La Chrysler fallita aveva la dotazione di fabbriche peggiore fra le Big Three: l'obsolescenza tecno-industriale e i deficit organizzativi erano enormi. Sergio Marchionne ha prima rinnovato gli impianti e poi li ha riorganizzati tramite il World Class Manufacturing, il metodo di organizzazione delle fabbriche importato dall'Italia e attuato negli Stati Uniti da dirigenti italiani arrivati da Mirafiori e da Pomigliano d'Arco. Poi ha elaborato e attuato una strategia di saturazione degli impianti: produrre più macchine possibili, migliorarne la qualità, coinvolgere i lavoratori, fare girare al massimo le linee; una impostazione di “sviluppo” realizzata anche a scapito dei margini di guadagno sulla singola unità di prodotto. Dunque, il miliardo di dollari sullo stabilimento di Warren nasce da questa impostazione generale, che è stata confermata e rinforzata – diventando coerente con il quadro politico americano – nel momento in cui Donald Trump ha fatto saltare il tavolo della politica economica americana classica con l'America First, la linea di rottura basata sul ritorno “forzato” della manifattura negli Stati Uniti.
La seconda ragione è politica: tutta l'operazione Chrysler ha lo stigma del Partito Democratico. Senza Barack Obama alla Casa Bianca, Chrysler non sarebbe mai andata a una casa automobilistica italiana.
La Chrysler è andata alla Fiat anche perché le tecnologie di basso consumo dei motori di Torino apparivano coerenti con le impostazioni di politica economica e di politica ambientale dettate da Obama. Trump ha fatto saltare questo tavolo. E Marchionne si è subito giocato la carta delle fabbriche, già rinnovate e ancora più da migliorare, già rivitalizzate e consolidate ma ancora più da sviluppare e espandere.
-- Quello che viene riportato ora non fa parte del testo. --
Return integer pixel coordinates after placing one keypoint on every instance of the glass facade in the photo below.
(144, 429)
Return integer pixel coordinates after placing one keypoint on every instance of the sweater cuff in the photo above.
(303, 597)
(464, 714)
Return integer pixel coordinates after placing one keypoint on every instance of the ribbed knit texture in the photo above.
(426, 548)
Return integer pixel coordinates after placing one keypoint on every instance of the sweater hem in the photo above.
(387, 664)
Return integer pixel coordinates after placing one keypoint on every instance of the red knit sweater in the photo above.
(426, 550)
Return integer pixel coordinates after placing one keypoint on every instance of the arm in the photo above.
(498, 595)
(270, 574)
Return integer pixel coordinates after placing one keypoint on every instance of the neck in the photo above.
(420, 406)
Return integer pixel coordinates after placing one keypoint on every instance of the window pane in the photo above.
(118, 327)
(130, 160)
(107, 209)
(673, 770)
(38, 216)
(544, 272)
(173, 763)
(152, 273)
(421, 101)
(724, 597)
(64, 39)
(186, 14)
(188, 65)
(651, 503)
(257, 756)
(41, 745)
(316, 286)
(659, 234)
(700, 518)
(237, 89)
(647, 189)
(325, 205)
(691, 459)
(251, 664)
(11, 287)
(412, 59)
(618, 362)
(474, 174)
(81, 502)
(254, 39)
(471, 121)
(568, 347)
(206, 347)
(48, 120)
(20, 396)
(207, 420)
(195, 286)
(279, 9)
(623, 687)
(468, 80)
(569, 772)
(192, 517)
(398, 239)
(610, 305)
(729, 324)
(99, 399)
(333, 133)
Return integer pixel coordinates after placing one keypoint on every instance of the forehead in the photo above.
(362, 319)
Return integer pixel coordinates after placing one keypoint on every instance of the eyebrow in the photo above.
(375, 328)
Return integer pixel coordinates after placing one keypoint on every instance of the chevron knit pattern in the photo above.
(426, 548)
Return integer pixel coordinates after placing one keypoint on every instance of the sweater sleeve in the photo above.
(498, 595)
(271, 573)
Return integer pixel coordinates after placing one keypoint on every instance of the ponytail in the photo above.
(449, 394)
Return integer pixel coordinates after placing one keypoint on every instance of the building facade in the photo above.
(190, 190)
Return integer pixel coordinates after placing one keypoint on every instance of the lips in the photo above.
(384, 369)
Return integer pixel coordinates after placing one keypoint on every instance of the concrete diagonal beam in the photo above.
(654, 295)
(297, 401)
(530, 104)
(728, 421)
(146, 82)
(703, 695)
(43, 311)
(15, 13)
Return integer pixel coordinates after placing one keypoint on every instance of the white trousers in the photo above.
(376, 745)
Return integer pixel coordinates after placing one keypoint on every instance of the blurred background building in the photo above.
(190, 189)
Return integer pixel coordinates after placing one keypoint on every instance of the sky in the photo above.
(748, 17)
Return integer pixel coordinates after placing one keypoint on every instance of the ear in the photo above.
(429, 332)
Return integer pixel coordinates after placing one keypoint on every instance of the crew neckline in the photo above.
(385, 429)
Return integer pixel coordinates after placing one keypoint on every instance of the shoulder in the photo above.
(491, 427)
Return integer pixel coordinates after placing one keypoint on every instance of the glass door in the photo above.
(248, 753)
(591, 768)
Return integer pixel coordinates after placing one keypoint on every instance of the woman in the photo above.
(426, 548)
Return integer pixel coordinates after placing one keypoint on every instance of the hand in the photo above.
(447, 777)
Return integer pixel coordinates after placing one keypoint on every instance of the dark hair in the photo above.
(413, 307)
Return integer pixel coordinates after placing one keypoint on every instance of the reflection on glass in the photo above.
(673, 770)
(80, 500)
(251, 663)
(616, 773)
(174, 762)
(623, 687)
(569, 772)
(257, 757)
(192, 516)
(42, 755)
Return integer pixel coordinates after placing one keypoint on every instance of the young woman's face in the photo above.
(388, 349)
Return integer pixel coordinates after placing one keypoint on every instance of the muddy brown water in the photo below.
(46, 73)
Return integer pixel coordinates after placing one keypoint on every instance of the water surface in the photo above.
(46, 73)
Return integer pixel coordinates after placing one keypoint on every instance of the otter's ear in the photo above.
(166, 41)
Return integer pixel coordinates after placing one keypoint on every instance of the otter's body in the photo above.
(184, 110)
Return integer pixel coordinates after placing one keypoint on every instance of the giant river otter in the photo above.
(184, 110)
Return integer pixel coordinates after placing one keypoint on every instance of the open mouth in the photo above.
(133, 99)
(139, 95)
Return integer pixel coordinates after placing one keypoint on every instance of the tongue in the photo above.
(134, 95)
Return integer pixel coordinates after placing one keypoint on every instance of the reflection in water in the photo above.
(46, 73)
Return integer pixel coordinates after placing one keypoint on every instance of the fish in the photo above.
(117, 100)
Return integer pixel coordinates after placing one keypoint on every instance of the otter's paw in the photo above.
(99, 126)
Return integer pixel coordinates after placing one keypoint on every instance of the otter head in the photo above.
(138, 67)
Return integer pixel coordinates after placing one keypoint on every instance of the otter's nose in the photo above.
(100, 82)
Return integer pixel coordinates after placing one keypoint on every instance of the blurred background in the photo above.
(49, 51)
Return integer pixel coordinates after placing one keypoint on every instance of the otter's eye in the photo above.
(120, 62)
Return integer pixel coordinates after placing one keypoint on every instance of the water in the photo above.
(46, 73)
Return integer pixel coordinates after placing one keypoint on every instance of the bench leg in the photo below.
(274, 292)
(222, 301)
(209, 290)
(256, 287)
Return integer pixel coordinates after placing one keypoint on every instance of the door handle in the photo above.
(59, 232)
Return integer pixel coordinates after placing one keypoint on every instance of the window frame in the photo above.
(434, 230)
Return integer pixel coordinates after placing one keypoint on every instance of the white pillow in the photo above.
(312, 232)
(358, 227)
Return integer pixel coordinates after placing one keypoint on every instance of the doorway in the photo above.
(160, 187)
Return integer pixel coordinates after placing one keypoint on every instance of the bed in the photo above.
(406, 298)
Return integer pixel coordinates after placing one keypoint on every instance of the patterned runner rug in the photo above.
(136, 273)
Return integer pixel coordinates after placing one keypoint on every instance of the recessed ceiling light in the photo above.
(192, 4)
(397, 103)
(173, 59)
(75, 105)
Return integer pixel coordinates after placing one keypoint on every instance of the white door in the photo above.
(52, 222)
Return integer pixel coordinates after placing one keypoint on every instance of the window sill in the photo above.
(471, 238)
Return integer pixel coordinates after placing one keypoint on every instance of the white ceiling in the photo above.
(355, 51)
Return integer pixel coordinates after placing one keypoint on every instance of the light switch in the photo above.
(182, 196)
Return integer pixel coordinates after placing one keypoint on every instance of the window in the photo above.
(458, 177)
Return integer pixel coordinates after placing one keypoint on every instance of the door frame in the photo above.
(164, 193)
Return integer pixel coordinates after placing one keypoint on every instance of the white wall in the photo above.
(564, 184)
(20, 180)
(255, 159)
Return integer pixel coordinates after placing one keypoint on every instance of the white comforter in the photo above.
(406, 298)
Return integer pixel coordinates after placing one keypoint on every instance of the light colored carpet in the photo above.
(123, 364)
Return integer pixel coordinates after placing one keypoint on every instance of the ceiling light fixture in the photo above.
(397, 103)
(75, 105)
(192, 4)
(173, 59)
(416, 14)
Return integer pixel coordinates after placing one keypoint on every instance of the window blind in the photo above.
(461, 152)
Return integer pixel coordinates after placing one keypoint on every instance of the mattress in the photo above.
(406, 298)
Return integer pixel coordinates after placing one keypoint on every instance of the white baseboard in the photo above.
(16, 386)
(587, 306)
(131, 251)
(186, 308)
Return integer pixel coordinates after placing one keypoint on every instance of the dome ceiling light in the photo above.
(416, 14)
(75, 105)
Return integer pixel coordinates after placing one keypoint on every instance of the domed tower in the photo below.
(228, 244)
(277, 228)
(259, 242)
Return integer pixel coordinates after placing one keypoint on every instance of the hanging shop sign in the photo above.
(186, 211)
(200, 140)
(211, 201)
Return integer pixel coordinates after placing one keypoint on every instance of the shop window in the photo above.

Anche in virtù della possibilità che il Nafta, l'area di libero scambio con Messico e Canada, si rompa, mettendo in crisi un meccanismo che – per tutta l'auto di Detroit – ha nei due Paesi due appendici di manifattura pura essenziali. In America, non c'è nulla di più politico dell'auto. E, dunque, appare ancora di più coerente con l'America di Trump la condivisione con i lavoratori dei benefici fiscali scaturiti dal taglio delle tasse. Un aumento dei redditi degli operai e degli impiegati del Michigan peraltro armonico anche con la filosofia della Chrysler – in toto americana – di un collegamento diretto fra salari e produttività: con benefici per i singoli che nascono non solo dai miglioramenti dal basso – a livello di stabilimento – dei risultati, ma che traggono origine anche dai miglioramenti dall'alto, a livello di conti economici e di posizione fiscale generale dell'azienda. È esattamente quello che sta capitando a FCA.